Arrestation d’un groupe de terroristes qui planifiaient de commettre des exactions contres les citoyens

Les services de police qui avaient comme mission de préserver ces personnes vulnérables, « ont eu également à déjouer des projets criminels d’envergure, tels que l’arrestation d’un groupe de terroristes fortement pourvus en armes et de munitions qui planifiaient de commettre des exactions contres les citoyens, profitant de la densité humaine générée par la mobilisation ».

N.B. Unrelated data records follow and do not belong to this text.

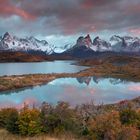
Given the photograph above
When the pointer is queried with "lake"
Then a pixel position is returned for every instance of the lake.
(39, 67)
(73, 90)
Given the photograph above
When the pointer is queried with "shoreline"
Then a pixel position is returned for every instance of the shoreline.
(14, 82)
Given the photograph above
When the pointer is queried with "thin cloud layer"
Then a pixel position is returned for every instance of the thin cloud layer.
(69, 17)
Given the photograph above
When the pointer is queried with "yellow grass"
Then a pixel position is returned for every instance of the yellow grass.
(5, 135)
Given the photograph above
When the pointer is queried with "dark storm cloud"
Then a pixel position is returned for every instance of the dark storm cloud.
(67, 17)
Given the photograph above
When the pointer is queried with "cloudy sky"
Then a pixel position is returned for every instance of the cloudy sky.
(62, 21)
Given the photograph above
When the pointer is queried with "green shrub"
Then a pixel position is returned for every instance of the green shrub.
(8, 119)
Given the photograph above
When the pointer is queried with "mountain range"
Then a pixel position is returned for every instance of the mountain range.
(83, 45)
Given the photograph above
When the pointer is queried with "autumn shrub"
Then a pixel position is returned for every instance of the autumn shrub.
(128, 133)
(106, 126)
(129, 116)
(29, 122)
(8, 119)
(60, 118)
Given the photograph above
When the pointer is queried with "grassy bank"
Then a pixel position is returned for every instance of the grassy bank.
(119, 121)
(5, 135)
(130, 72)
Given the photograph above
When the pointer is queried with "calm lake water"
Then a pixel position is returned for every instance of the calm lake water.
(73, 90)
(39, 67)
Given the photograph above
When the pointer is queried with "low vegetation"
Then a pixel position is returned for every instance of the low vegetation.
(87, 121)
(109, 67)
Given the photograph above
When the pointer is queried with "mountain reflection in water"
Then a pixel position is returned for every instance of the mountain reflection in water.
(73, 90)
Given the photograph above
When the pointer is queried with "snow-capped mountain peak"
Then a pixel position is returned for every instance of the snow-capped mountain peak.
(13, 43)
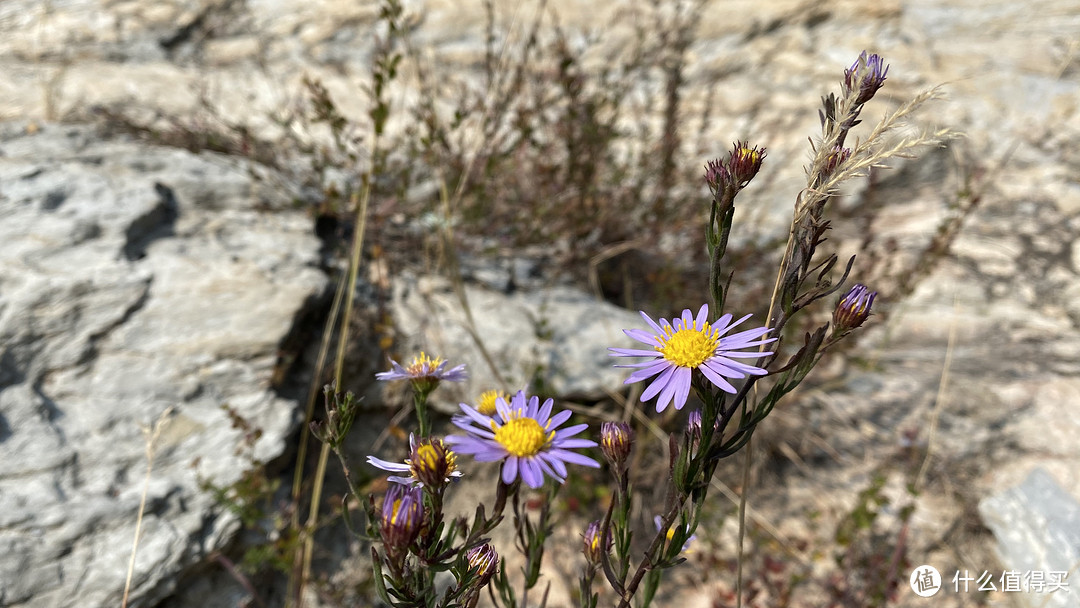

La DGSN a fait savoir que les investigations entreprises ont permis d’établir que « certaines armes détenues par ces criminels ont servi pour des assassinats perpétrés contre des membres des services de sécurité durant la décennie noire ».

Par ailleurs, le communiqué de la DGSN, assure que « depuis le début de la mobilisation populaire à laquelle ont pris part toutes les catégories de la société, y compris la classe politique et le mouvement associatif, toutes tendances et idéologies confondues, pour exprimer leurs aspirations, consacrées par la Constitution, la Sûreté nationale, en tant qu’institution républicaine et citoyenne, s’est conformée rigoureusement à ses missions régaliennes ».